In 1969 the producers of the now-classic sitcom, Bewitched, faced a difficult choice. When Dick York, (who co-starred as Elizabeth Montgomery’s husband, Darrin Stephens) suffered a debilitating back injury, executives took the unusual step of replacing him mid-series. Without explanation, the show’s sixth season debuted with a new leading man: actor Dick Sargent. The casting change — in which York was quietly replaced by a lookalike — has become the stuff of pop culture legend and may just be providing the blueprint for a situation comedy now playing out in Kazakhstan.
That’s right: Astana’s got a brand new Darrin.
It all started in 2007 when the team (underwritten by a coalition of state-owned companies) began as a vehicle for Kazakh champion Alexander Vinokourov. Astana’s first year would be a turbulent one. After prevailing in its struggle to earn ProTour status, the team was subsequently “invited to withdraw” from the Tour de France, after tests revealed that Vinokourov possessed both his own red blood cells and others he had apparently rented for the occasion. The rider was sacked for blood doping following confirmation of his B sample.
The same drama would play out weeks later for Vinokourov’s teammate and fellow Kazakh, Andrey Kashechkin. Kashechkin, who held eighth place in the Tour’s general classification at the time of Astana’s withdrawal, tested positive for the same procedure in an out-of-competition test that August.
Both men took a two-year hiatus from the sport, with Vinokourov rejoining Astana in late 2009 and Kashechkin landing at Lampre-ISD in 2010. Though the latter has since struggled to achieve results (racking up DNF’s in 2011’s Tour of the Basque Country, Tour de Romandie and Critérium du Dauphiné), Vinokourov picked up right where he left off. The rider was key to Alberto Contador’s 2010 Tour de France win (snagging stage 13 for himself) and took individual victories at Liège–Bastogne–Liège and the Giro del Trentino.
Given his impressive results, it took many by surprise when Vinokourov announced that 2011 would be his swan song — presumably so he could assume a management role within the squad. Sadly this timeline accelerated when he crashed out of the 2011 Tour de France with a broken femur on stage 9. Speaking on French TV shortly thereafter, Vino announced what appeared to be his retirement.
“As far as competing goes, I think I will leave it there,” he said.
“I don’t think I’ll get back on my bike as a professional. I’m going to call it a day now. I will continue to ride my bike, but just to keep fit. I hope to find a new role at the Astana team.”
And with that Vino bid farewell to the peloton. (Maybe.)
Faced with the loss of their team leader just weeks before the Vuelta a España, Astana faced a difficult choice. With whom does one replace a blond, Kazakh former blood doper? That’s right: Andrey Kashechkin — who was quietly released by Lampre to play Dick Sargent to Vino’s Dick York.

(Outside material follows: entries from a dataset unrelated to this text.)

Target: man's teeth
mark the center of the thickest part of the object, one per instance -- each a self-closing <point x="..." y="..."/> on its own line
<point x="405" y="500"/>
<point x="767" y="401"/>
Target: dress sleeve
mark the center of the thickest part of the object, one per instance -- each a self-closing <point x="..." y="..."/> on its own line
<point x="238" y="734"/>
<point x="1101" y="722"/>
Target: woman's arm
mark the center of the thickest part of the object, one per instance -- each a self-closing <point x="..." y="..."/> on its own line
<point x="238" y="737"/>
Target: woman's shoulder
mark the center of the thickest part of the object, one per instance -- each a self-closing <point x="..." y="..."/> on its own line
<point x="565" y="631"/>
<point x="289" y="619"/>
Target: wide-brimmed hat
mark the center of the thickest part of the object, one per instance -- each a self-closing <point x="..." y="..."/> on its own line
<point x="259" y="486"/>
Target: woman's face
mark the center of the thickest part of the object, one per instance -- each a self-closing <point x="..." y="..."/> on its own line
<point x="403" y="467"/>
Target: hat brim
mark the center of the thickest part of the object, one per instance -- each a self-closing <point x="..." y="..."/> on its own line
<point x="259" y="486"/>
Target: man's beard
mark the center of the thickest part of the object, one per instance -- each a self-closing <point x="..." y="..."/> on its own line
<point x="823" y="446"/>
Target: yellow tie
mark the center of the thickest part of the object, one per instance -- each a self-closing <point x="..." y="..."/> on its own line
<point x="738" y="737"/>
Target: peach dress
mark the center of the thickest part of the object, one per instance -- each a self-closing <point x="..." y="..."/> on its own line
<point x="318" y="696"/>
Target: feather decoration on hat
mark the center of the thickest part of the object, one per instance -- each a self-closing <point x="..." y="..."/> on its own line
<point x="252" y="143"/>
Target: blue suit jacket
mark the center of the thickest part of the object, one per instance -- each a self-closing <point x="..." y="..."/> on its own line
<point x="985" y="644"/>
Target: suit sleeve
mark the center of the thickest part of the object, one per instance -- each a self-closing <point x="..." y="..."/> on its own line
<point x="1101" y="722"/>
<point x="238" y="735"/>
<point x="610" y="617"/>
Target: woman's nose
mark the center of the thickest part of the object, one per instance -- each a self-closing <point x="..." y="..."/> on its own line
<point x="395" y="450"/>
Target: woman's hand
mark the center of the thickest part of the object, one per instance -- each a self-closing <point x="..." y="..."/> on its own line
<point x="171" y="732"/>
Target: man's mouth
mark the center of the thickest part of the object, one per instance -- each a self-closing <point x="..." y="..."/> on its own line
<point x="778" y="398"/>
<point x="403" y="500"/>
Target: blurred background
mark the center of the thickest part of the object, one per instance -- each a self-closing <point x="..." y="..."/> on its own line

But unlike Bewitched (which went on to air another three seasons), the Astana swap has produced nothing but trouble — beginning with last week’s announcement that Vinokourov intends resume training for the Giro di Lombardia. Though fans of the Kazakh cheered the news, the decision has exposed Astana to a collection of potential rules violations. Most prominent among them: If Vinokourov didn’t retire (he now insists he did not), how was the team able to sign Kashechkin in his place without exceeding the UCI’s 28-rider cap?
After much fumbling, the answer appears to have come at the expense of rider Roman Kireyev – who suddenly disappeared from the Astana roster just two weeks after finishing 40th in the Tour de l’Ain. Kireyev’s departure brings the team back into compliance in one area, but raises plenty of questions in another. (UCI rules define specific circumstances under which riders may be dismissed, none of which include “Vino changed his mind.”)
Did Astana dump Kireyev to cover its mistake? Why of course not. In a nod to Bewitched, the team now insists Kireyev has simply “retired” due to a debilitating back injury.
Meanwhile the return of Kashechkin has, itself, been nothing short of disastrous. After declaring his intent for a top-five finish, Kashechkin lost a whopping 18 minutes and 27 seconds during the Vuelta’s fourth stage Tuesday – dropping him to 86th place overall and necessitating still another change in the team’s leadership. (Astana is now riding on behalf of Sweden’s Fredrik Kessiakoff, who sits in 6th place overall. Kashechkin ended Thursday’s stage 6 in 92nd, 38:32 behind race leader Sylvain Chavanel.)
Despite having precipitated the awkward chain of events, Vinokourov emerges the clear winner here – with Astana’s commercial director suggesting he is free to return in 2012 as a rider, a team manager, or to a position within the Kazakh Cycling Federation. With the departure of key riders, including Allan Davis (rumored to be joining GreenEDGE) and Rémy Di Gregorio (Cofidis), Astana’s World Tour status will almost certainly hinge upon Vinokourov’s points (whether active or not).